# your loft set ups.



## keystonepaul (Sep 7, 2009)

How many loft sections do you folks have- One for cocks and breeding during breeding season, one for hens, one for young birds, one for old birds, ect. If you folks could explain your set up so to speak and rationale behind how you have your lofts set up and sectioned that would be very helpful to me- or can add something that relates to the inside of the loft that I didn't ask. THanks Keystonepaul


----------



## spirit wings (Mar 29, 2008)

three, one for breeding, one for just weaned young birds and the third is the team. when I do not have any young birds I just open the door between and let them have both sections. a section for young weaned birds is really a huge help, they stay safer in thier own section once they are out of the nest.


----------



## Deluhathol (Jan 26, 2009)

I have 2 sections in my main loft (youg birds and breeders) and then i have a separate one for my flyers.


----------



## Guest (Oct 2, 2009)

usually its one for cocks which is the breeding section ,one for hens to give them a break after breeding season and one for youngbirds which is the racing team  but you can have more then 1 youngbird section depending on how many birds your going to raise in a year .. check out Lovebirds home page she has the best setup ever so take a wander around there 
http://lovebirdsloft.homestead.com/PAGE1.html


----------



## keystonepaul (Sep 7, 2009)

Thank you all, my loft is forming in my mind and will get on paper soon. I was going to build from scratch, but will probably move my chickens around a bit and take a big chunk of thier building. I'm probably looking at 160 to 200 square feet of an existing building that I can get up and running pretty quickly as oppossed to building from the ground up. I would have a six year old helper so that would speed the work along (right???) . I plan to have things ready in the next month so I can get some birds to breed (have hatched pheasant, turkey, and chickens from egg in the incubator and under broodies so I have some experience though squeakers are a bit different than what I've raised). and have a place to put some squeakers I'll purchase from some other people if available. Well see. Lokota, I've spent some time wandering around Lovebirds website- what a help. Thanks again folks, Keystonepaul


----------



## Guest (Oct 3, 2009)

keystone if you can make anything close to lovebirds setup you are going in the right direction for your birds and yourself cuz her set up is the bomb if you ask me  the more room the better is the rule of thumb


----------



## MaryOfExeter (Sep 30, 2007)

I have been to Renee's house and I love her loft(s)  The only problem I would have is trying to catch the young birds in that big ole loft, haha. But I guess that's one reason she crates them up at night.
My young bird loft is small (or it feels like it when you go in it), but it works great I think. I guess we'll see for sure when the races come  But it's insulated and has a couple spiffy additions that makes it great. I love my loft  Now I just need a new old bird loft and breeder loft, so the old one can go back to the chickens like it was originally


----------



## Lovebirds (Sep 6, 2002)

Gosh, ya'll are talkin' bout me and I didn't even know it!!! LOL
Thanks for all the kind things you said. 
Becky's right. My loft is big. Sometimes TOO big.......and it IS hard to catch the birds. Right she is again when she says I catch my birds at night. 
But, IMO, the more room you have and the more sections you have, the better off you will be.


----------



## Mindy (Apr 2, 2009)

I just went to lovebirds site, what a loft. They did a really great job. 
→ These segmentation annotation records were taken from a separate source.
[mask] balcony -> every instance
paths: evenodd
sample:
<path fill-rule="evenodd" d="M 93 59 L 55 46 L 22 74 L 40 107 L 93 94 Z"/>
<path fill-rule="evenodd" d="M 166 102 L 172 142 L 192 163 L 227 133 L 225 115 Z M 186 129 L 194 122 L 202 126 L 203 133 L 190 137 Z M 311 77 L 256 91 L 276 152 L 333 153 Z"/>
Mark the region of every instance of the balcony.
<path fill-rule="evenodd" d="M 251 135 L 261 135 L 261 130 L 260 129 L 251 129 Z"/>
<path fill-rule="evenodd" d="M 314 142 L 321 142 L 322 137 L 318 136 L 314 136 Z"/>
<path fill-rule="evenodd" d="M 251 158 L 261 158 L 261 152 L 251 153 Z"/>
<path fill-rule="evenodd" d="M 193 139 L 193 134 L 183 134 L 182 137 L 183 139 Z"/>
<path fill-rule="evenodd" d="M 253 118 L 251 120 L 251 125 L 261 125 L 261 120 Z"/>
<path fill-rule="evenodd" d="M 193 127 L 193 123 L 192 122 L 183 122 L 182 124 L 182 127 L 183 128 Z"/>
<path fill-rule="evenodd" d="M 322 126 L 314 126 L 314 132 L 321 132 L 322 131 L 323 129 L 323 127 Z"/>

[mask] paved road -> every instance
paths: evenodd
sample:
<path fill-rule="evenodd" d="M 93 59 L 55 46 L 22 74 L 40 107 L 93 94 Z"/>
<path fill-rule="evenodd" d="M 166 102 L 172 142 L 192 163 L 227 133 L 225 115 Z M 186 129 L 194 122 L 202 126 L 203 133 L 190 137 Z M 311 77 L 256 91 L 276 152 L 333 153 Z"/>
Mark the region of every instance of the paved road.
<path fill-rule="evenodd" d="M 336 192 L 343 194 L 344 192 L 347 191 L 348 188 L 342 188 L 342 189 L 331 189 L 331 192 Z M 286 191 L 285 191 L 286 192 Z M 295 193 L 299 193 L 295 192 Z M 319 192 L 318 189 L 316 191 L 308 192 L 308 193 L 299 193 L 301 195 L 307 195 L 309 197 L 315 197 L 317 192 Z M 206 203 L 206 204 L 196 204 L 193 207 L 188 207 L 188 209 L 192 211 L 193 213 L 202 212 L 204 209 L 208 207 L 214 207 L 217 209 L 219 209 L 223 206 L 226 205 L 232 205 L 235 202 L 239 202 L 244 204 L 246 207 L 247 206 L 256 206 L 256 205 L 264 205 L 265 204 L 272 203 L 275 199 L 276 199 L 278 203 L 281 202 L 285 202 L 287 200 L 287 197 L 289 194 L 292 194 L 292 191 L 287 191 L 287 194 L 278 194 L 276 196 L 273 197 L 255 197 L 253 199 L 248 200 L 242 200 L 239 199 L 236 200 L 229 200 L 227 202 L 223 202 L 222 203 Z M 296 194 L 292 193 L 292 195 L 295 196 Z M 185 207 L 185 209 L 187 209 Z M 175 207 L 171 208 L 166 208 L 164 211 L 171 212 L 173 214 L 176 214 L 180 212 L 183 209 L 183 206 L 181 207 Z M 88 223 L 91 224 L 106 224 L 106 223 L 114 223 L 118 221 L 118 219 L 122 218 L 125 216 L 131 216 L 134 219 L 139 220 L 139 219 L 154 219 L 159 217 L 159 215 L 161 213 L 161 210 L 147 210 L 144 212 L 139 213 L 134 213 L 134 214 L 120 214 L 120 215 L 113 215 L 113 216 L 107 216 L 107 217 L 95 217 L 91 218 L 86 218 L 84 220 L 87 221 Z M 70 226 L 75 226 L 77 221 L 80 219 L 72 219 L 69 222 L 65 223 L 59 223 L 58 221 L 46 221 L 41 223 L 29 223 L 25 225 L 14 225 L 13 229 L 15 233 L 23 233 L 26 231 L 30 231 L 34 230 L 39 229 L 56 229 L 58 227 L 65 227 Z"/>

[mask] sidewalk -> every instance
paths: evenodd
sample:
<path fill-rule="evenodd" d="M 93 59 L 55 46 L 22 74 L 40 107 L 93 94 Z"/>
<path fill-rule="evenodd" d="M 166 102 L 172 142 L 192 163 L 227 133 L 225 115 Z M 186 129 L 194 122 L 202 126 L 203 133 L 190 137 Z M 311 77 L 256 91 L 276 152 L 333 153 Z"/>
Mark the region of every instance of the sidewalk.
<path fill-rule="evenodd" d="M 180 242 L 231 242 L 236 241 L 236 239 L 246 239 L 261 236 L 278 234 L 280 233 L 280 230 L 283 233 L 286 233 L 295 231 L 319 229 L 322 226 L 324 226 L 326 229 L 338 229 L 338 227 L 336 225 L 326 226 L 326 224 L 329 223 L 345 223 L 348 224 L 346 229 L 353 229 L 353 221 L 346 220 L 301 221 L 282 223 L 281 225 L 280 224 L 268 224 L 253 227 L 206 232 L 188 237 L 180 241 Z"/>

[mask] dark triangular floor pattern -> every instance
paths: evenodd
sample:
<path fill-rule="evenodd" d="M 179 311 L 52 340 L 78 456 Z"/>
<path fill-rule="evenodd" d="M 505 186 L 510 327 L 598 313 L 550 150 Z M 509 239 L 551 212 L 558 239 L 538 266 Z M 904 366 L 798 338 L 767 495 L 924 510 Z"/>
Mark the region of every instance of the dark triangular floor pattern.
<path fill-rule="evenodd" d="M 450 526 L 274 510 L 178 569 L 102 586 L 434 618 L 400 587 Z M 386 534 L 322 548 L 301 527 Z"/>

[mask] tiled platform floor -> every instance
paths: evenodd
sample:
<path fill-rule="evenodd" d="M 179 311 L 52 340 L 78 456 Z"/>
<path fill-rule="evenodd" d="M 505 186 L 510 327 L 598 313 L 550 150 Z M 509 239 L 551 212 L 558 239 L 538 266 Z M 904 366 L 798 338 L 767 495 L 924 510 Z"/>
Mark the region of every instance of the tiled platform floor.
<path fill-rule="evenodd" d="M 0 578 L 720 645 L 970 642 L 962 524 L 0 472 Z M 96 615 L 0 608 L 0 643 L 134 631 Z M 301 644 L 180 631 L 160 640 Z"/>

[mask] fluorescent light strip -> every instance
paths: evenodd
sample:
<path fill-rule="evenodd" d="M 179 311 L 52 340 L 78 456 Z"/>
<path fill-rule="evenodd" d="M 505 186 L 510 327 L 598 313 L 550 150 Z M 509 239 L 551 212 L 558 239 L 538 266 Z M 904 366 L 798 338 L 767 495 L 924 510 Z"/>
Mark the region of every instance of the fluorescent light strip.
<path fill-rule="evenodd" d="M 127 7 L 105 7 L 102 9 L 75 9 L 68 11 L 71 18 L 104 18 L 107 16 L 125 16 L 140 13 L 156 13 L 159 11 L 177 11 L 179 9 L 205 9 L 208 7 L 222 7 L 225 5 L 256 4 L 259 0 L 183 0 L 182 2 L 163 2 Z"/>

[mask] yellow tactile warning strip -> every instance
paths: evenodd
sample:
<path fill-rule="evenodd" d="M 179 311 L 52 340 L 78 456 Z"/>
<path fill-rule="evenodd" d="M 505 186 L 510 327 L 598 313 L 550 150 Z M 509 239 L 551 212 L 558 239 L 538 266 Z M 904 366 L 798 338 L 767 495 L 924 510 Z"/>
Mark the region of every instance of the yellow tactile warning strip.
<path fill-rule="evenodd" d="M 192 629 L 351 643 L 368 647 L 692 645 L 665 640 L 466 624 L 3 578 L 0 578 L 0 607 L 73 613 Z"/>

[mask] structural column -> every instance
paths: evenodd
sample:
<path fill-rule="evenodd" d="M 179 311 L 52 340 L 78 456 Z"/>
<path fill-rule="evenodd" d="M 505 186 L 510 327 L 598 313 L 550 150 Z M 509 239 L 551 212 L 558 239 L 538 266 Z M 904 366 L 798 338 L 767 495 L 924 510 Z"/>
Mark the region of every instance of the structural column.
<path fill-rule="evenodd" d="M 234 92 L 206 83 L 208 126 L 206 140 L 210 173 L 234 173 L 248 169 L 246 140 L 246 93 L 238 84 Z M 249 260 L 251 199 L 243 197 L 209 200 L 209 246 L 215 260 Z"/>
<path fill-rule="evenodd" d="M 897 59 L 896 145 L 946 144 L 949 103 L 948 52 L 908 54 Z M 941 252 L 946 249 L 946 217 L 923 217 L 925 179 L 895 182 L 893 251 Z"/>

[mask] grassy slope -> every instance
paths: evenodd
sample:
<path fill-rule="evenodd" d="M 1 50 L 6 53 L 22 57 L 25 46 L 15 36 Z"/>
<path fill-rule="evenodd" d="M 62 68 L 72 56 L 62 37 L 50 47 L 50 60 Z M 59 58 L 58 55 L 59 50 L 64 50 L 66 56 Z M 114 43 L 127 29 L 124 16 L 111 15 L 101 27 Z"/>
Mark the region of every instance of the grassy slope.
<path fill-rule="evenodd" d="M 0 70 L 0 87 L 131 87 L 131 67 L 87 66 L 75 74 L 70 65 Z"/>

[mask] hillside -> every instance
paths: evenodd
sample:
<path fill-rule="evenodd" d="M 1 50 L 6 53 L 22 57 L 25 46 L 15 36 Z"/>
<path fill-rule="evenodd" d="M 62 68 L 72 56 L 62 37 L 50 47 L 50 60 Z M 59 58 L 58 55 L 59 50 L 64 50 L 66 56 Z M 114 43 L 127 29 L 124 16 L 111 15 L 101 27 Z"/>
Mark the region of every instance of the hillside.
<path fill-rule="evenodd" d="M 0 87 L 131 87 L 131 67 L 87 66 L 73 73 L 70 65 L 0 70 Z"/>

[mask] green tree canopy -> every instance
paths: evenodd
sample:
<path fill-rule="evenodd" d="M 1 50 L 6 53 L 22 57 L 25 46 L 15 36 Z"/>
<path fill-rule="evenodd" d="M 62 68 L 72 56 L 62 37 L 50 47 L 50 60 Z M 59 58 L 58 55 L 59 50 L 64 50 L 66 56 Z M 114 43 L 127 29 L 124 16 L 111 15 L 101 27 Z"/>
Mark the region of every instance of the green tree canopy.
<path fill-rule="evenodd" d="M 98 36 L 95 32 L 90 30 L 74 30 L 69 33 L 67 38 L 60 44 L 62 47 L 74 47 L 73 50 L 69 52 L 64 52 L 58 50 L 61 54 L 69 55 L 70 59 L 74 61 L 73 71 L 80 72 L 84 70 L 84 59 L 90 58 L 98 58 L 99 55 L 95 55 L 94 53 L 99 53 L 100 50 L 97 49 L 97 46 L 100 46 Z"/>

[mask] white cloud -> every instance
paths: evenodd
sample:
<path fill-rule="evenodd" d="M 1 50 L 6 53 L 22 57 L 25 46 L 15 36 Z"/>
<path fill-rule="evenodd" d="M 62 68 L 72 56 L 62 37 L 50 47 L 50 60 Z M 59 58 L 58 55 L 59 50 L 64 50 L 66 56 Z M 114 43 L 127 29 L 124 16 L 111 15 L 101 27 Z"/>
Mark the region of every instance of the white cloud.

Paul, Can't wait for you to start up, show us pictures and I'm sure the 6 year old will be a big help. min


----------



## keystonepaul (Sep 7, 2009)

Yep he'll be a "BIG" er.....help.........yep that's it... help... just kidding, he's actually pretty good with the dogs and the chickens. Some times I'll be in the yard and here the rooster crow a bunch before I realize it's actually my son letting the chickens know he "speaks" there language. he'll be a good supervisors or foreman some day, "Dad, the you have to change the chickens water'" "Dad, you have to buy more feed your running low" "Dad, you have to clean the water containers on your day offs" Dad, do you think we should bring the brood hen and her eggs inside" Dad, are you gonna check on the chicks before you go to bed... and on and on. He's a great little boy with a great big ole heart though I may be a little biased. Keystonepaul


----------



## BTut (Oct 18, 2009)

Lovebirds said:


> Gosh, ya'll are talkin' bout me and I didn't even know it!!! LOL
> Thanks for all the kind things you said.
> Becky's right. My loft is big. Sometimes TOO big.......and it IS hard to catch the birds. Right she is again when she says I catch my birds at night.
> But, IMO, the more room you have and the more sections you have, the better off you will be.


You have an amazing loft. its made me feel like my loft is a closet or a shoe box size two infant WOW
Bill


----------